Bir Kırım köyüne gitmişlerdi ve bir veli ziyaretinden dönüyorlardı. Hava bir açılıp bir kapanıyordu. Ufukta beliren gökkuşağı kaybolmuş ve yağmur şiddetini artırmıştı. Rus yapımı Jiguli marka arabanın camlarına değen yağmur taneciklerinin patırtısı, öğretmen Hasan’ı bir anlık daldığı uykudan uyandırmıştı. Arabanın radyosundan Kırım Tatarcası ile yayın yapan bir kanaldan “Şimdi ‘Biz Kırım’dan Çıkanda’ adlı halk yırını (türküsü) dinleyeceksiniz” anonsu yapılmıştı. Türküleri çok seven Hasan hemen kulak kesilmişti:
“ Biz Kırım’dan çıkanda, (Biz Kırım’dan çıkarken)

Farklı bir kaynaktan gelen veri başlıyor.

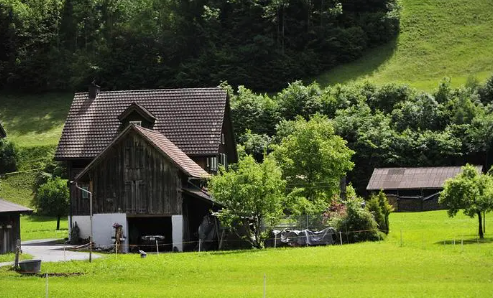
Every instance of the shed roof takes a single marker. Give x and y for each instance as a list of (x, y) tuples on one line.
[(190, 118), (3, 134), (6, 206), (162, 144), (412, 178)]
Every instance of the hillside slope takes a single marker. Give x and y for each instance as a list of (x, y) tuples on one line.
[(438, 38)]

Kar yağmadı kan aktı. (Kar yağmadı kan aktı.)
Anam babam kız kardaşlarım, (Anam babam kız kardeşlerim)
Kozleri tolu yaş kaldı. (Gözleri yaş dolu kaldı)
Kokten uçkan uçaklarnın, (Gökte uçan uçakların)
Kanetlerini kim yasagan? (Kanatlarını kim yapar?)
Şu Kırım’da ölgen caa cigitlernin, (Şu Kırım’da ölen genç yiğitlerin)
Cenazelerni kim kılgan? (Cenazelerini kim kılar?)
Kaçar edim men Akyar’dan, (Ben Akyar’dan kaçar idim)
Kara Teniz bolmasa. (Karadeniz olmasa)
Asar edim oz ozümnü, (Ben kendimi asar idim)
Annem babam bolmasa.” (Anam babam olmasa)
Bu türküyü ne zaman dinlese sürgün halkının yurtlarından çıkarılışı aklına gelir ve halkına yapılan bu insanlık dışı soykırım karşısında büyük bir hüzün ve acı duyardı, Hasan. Gerçekten hicran duymamak da elde değildi ki. Şehirleri ezan sesiyle, hanlarla, hamamlarla, medreselerle, Hak dostu insanlarla dolu Yeşil Ada Kırım’dan ve halkından hiçbir eser kalmamıştı. Sürgün Ülkesi’nin gerçek sahipleri vatanlarından sürülmüştü, bu yüzden artık garip ve yalnızdı Kırım’ın caddeleri. Bu halkın nice kefensiz yatan mevtaları vardı. Bu çilekeş halkın, Kızıl Ordu’nun askerleri tarafından götürülmüş, bir daha haber alınamayan, dua bekleyen nice meçhul şehitleri vardı. Öğretmen Hasan bu yoğun duygularla Kırımlıların yaşadıklarına çok üzülmüş ve içinden demişti ki; “Unutma Sürgün Ülkesi! Her şeye rağmen, seni boğan bu kuru gürültünün altında ta eskilerden gelen ve kulakların pasını silen senin gerçek sesin, hala duyulmakta. Eski Ramazan’larda yürekleri coşturan ve yüreklere dolan dualar, sürgün yemiş Kırımlı dedelerin dilinde hala. Ne kadar da aynı, Anadolu’da söylenen manilerle Kırımlı ninelerin söylediği Ramazan manileri!”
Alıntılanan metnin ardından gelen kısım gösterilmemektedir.